Ce texte est à la base de notre foi en l’Incarnation. Le fait que Dieu prend corps dans le corps d’un humain, Jésus. L’Incarnation est la base de notre foi chrétienne. Et elle prend toute son ampleur le soir de Noël où l’enfant Jésus devient le témoin de Dieu pour le monde.
De manière plus métaphorique, notre foi repose aussi sur la réception de la parole divine dans notre fors intérieur, au plus profond de notre intériorité. Parole transformatrice qui fait de chaque croyant un acteur de la volonté de Dieu.
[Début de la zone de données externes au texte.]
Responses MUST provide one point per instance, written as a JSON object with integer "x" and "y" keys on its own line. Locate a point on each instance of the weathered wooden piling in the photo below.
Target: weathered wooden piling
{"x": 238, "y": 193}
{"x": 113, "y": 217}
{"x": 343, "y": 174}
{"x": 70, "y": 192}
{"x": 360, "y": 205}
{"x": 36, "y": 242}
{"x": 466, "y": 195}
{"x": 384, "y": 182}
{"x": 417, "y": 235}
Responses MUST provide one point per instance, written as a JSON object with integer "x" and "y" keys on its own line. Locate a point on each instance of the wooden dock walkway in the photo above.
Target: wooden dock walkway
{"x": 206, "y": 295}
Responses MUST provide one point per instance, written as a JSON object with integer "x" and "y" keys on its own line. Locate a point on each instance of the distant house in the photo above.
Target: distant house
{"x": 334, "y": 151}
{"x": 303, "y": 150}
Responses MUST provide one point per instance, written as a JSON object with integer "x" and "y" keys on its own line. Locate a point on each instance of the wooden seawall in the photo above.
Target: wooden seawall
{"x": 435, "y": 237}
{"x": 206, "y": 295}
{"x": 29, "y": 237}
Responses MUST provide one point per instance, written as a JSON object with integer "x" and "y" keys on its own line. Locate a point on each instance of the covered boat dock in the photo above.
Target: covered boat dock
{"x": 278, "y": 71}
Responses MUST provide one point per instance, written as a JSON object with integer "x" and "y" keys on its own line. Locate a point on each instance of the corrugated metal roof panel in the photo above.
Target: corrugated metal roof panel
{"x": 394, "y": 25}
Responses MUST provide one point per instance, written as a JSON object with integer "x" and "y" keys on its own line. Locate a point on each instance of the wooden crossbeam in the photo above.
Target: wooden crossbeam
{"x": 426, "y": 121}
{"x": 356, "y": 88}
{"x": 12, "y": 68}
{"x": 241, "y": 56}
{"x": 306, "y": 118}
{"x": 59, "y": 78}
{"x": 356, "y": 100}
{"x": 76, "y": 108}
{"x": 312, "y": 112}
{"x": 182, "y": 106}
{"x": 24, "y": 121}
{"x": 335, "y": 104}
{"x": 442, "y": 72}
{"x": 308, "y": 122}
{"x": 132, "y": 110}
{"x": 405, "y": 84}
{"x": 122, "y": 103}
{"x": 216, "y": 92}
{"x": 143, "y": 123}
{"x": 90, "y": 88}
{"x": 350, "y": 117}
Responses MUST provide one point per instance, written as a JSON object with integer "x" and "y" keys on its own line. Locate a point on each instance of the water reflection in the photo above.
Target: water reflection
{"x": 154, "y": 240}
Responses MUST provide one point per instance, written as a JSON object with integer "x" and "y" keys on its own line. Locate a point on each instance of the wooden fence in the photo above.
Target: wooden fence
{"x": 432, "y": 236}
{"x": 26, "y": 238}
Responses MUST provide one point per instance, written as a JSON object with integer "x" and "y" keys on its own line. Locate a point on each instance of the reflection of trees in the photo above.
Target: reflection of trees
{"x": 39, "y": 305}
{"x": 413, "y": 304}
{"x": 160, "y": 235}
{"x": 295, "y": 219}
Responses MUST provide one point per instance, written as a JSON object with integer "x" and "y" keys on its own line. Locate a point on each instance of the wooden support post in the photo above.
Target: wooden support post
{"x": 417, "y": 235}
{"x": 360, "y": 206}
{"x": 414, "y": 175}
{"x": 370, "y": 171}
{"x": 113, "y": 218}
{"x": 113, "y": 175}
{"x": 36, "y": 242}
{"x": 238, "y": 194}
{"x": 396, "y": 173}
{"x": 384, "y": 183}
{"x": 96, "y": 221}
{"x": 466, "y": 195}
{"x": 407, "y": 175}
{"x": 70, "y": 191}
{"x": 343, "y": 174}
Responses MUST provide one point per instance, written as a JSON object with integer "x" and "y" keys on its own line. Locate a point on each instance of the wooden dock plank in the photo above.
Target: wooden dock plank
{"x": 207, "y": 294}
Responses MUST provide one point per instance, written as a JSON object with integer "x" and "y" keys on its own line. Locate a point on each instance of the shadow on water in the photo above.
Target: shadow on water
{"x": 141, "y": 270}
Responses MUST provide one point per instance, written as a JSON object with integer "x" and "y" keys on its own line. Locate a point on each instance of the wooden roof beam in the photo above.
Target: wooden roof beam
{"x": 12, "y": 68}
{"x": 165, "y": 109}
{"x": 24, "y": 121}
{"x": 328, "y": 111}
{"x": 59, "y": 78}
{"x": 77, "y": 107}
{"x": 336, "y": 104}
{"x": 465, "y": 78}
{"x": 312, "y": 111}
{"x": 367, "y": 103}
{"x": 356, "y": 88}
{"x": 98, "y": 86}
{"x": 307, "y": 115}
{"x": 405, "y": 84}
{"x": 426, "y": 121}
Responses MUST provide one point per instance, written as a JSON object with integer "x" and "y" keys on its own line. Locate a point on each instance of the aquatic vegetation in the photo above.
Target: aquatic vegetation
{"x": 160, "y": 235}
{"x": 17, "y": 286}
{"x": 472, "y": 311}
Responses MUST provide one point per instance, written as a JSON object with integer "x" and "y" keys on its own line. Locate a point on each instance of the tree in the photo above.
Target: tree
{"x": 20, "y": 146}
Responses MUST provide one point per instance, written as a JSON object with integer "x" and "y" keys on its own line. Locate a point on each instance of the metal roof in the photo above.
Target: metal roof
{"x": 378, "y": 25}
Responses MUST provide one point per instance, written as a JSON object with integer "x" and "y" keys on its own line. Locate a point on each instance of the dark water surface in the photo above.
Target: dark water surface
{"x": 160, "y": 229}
Parole libératrice qui nous permet d’oser vivre selon la liberté que Dieu nous donne.
Cette liberté nous en voyons 2 signes :
- D’une part dans le soliloque de chaque croyant qui se nourrit de la Parole et se laisse transformer par elle. Le plus beau signe de liberté est le témoignage que nous faisons auprès du monde lorsque nous laissons rayonner notre intériorité transformé par le souffle divin.
- Le deuxième signe de liberté que nous adressons au monde est l’acceptation de la complexité humaine. Cette réunion en nous-même des éléments différents de nos vies est une preuve de la liberté humaine que Dieu nous donne.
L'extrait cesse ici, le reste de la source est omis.